Coltrane’s life took another sharp turn when, in 1982, their eldest son, John Jr., was killed in a car accident at age 18. With her religious beliefs for sustenance after that tragedy and with a growing following of her own, she founded the Sai Anantam Ashram the following year, which became a 48-acre compound in Agoura Hills, Calif.
Despite Coltrane’s withdrawal from her secular career, music was still at the heart of her religious practice. Even the Hindu name she took on — “Turiyasangitananda” — has music embedded in its core. Sangit, or sangeet, is “music” in Sanskrit; she translated her adopted name as “the transcendental lord’s highest song of bliss.” (Her followers and friends simply called her “Turiya” or “Swamini,” the title for a female teacher.)
It was a good match between spirit and spiritual path. In the Hindu tradition, the entire universe, the cycles of birth, life, destruction, silence and renewal are all encompassed with the sound of “aum” (or “om,” as it’s more commonly transliterated into English) — and there is a deep, long tradition of expressing love for the divine through songs, whether bhajans (individual songs of devotion), kirtans (call-and-response worship songs) or even in the classical tradition, in which ancient devotional songs are the texts for sung ragas.

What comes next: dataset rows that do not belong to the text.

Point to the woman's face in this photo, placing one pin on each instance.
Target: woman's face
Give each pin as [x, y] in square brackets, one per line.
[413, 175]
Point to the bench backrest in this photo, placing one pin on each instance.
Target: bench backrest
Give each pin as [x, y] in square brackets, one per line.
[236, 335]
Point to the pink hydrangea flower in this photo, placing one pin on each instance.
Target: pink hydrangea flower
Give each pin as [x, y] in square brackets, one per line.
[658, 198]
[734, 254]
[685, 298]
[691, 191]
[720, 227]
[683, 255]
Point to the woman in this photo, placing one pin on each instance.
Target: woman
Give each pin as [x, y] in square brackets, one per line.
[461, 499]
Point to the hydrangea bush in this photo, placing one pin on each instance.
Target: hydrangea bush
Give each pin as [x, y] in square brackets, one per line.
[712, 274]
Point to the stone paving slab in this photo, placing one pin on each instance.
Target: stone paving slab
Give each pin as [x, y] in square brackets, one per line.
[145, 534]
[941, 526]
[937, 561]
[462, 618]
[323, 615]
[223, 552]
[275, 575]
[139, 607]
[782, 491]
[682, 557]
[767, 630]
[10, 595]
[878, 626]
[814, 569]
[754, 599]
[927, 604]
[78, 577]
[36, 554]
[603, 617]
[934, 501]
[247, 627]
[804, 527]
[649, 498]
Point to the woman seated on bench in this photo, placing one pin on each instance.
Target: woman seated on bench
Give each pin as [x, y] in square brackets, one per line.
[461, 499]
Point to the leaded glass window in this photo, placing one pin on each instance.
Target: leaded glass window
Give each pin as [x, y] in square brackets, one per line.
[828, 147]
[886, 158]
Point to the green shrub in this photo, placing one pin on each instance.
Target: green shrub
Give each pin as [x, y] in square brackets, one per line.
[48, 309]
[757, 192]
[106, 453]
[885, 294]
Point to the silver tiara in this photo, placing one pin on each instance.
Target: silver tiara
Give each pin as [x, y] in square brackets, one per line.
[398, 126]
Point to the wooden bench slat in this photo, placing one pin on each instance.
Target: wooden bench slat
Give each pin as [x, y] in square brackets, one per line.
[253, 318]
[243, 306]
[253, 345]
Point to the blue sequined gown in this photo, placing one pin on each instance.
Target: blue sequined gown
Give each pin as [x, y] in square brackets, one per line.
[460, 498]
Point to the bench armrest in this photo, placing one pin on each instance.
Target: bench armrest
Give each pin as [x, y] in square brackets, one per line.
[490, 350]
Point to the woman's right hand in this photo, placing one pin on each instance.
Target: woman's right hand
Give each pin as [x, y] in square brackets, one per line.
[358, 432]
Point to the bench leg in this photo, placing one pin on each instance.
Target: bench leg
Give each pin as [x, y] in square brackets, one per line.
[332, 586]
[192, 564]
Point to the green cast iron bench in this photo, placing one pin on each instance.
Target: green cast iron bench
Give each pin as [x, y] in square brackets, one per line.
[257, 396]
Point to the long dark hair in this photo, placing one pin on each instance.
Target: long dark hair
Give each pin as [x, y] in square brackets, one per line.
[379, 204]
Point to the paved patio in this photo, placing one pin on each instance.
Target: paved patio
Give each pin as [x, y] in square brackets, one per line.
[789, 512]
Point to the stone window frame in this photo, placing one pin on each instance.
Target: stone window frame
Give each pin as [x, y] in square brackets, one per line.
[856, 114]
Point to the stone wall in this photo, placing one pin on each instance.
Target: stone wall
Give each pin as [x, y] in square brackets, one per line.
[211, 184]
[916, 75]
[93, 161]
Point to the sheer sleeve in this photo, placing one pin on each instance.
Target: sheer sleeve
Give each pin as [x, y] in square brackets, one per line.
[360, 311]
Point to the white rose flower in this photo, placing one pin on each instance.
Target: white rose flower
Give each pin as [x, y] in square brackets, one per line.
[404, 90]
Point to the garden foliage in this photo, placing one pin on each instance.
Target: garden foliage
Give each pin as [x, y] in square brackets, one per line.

In the music she created for her religious community, Coltrane – unsurprisingly – did not simply mimic Indian tradition when it came to singing praises to Hindu deities at her ashram’s mandir, or temple. She created something wholly new, and completely her own. The Ecstatic Music of Alice Coltrane Turiyasangitananda are a powerful and indelibly personal mix of the soulful gospel cadences that Coltrane had been steeped in since her church-going childhood in Detroit, and the brimming, collective energy of the call-and-response kirtans. At the ashram’s Sunday services, “She would start playing music and everyone else would join in and they might go two, three, four hours of doing that,” recalls Coltrane’s nephew, musician and producer Flying Lotus (birth name Steven Ellison), in this collection’s extensive liner notes.
The songs on this compilation are culled from four recordings Coltrane made in the 1980s and ’90s on a series of self-released cassettes that were meant primarily for an audience of her followers. (The label for this reissue, Luaka Bop, calls it the first volume in a series called World Spirituality Classics.) Texturally, these compositions exist on several planes simultaneously: they are grounded by Coltrane’s rich, darkly hued, deeply resonant voice (which she had never deployed on her secular recordings); swept along in the currents of her followers’ voices, their hand-held percussion, and her harp and organ; and lifted straight into the cosmic stratosphere by the synthesizers that she had come to love in her later years.
It’s already been argued that a new generation of listeners will be tempted to delve into these devotional songs as zone-out sounds, “ambient music with a purpose” that squares nicely with our era of yoga studios and pressed juices for sale on every block. But this is music that – just as in both the traditional gospel and Hindu devotional styles – demands participation: The particulars of what or who you believe in (or don’t) may not even matter. Either you’re going to be using your voice to sing along, or your heart.